Employees work in a textile factory in Suzhou, China.
China Daily | Reuters
Employees work in a textile factory in Suzhou, China.

The devaluation of the yuan may have a tougher impact on global companies than previously imagined, as China's drive to produce and consume higher-quality goods intensifies.

The shockwaves of the People's Bank of China's devaluation of its currency are still resonating around the world's markets, but in the medium to long-term, it's manufacturers who may hurt the most.


Western companies from Apple to Burberry will face a tough time finding out whether they can rely on their cachet in China even when their goods becoming more expensive.
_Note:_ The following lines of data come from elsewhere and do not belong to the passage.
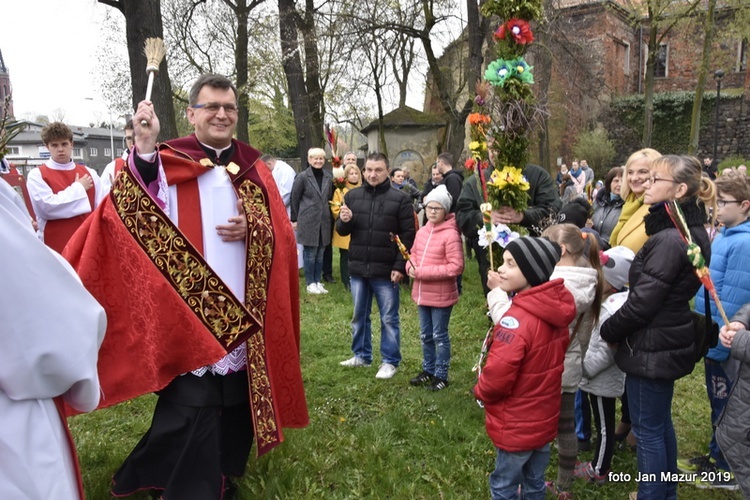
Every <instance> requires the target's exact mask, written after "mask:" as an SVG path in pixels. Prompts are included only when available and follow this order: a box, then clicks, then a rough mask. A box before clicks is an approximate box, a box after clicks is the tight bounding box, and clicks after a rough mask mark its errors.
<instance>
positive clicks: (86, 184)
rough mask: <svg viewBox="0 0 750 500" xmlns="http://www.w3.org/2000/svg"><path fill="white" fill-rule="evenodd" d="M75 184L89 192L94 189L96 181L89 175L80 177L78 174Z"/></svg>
mask: <svg viewBox="0 0 750 500" xmlns="http://www.w3.org/2000/svg"><path fill="white" fill-rule="evenodd" d="M75 182H77V183H79V184H80V185H81V186H83V189H85V190H86V191H88V190H89V189H91V188H92V187H94V179H92V178H91V176H90V175H89V174H86V175H84V176H80V175H78V174H76V180H75Z"/></svg>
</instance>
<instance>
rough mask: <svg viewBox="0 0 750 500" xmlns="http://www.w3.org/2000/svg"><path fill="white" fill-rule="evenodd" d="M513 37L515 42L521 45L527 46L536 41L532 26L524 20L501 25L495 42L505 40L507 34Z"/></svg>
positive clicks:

China's wealth has grown by leaps and bounds since the gradual opening up of its economy began in the 1980s. Its gross domestic product per capita in 2014 was $12,608.87, when adjusted for purchasing power, more than double what it had been just a decade before.

The Chinese leadership's current five-year economic plan (2011 to 2015) is specifically aimed at moving the economy's fast-paced growth away from the low-cost manufacturing it had become famous for, towards consumption. Tactics included greater investment in research and development, higher-end manufacturing, and services targeted at the country's burgeoning middle class.

In May, the Made in China 2025 plan has been billed by Premier Li Keqiang as an attempt to "redouble our efforts to upgrade China from a manufacturer of quantity to one of quality."

He pledged in May to "seek innovation-driven development, apply smart technology, strengthen foundations, pursue green development" – all of which is aimed at avoiding the "middle income trap", where a country gets stuck at a certain level of economic development.

Worryingly for those countries which have done well out of exporting to China in recent years, the plan includes sourcing 70 percent of key components within China's borders by 2025.

China has so far achieved what analysts at Credit Suisse called in a research note published this week a "dramatic ascent of the value add curve" citing as an example that China has "more than doubled its share of the domestic robotics market." So while you might once have been shocked to see designer clothing with a "Made in China" label, you can now spot them everywhere from Diane von Furstenberg to Prada.

However, as they have climbed this curve, Chinese companies seem to have maintained similar margins – whereas in the West, margins typically expand as you move up the value chain. To put it bluntly, Chinese manufacturers seem to be able to produce goods relatively cheaply even when their goods are more expensive.

"As we see increasing value add from China, it becomes more difficult for Western companies to play the "quality" card," the Credit Suisse analysts wrote.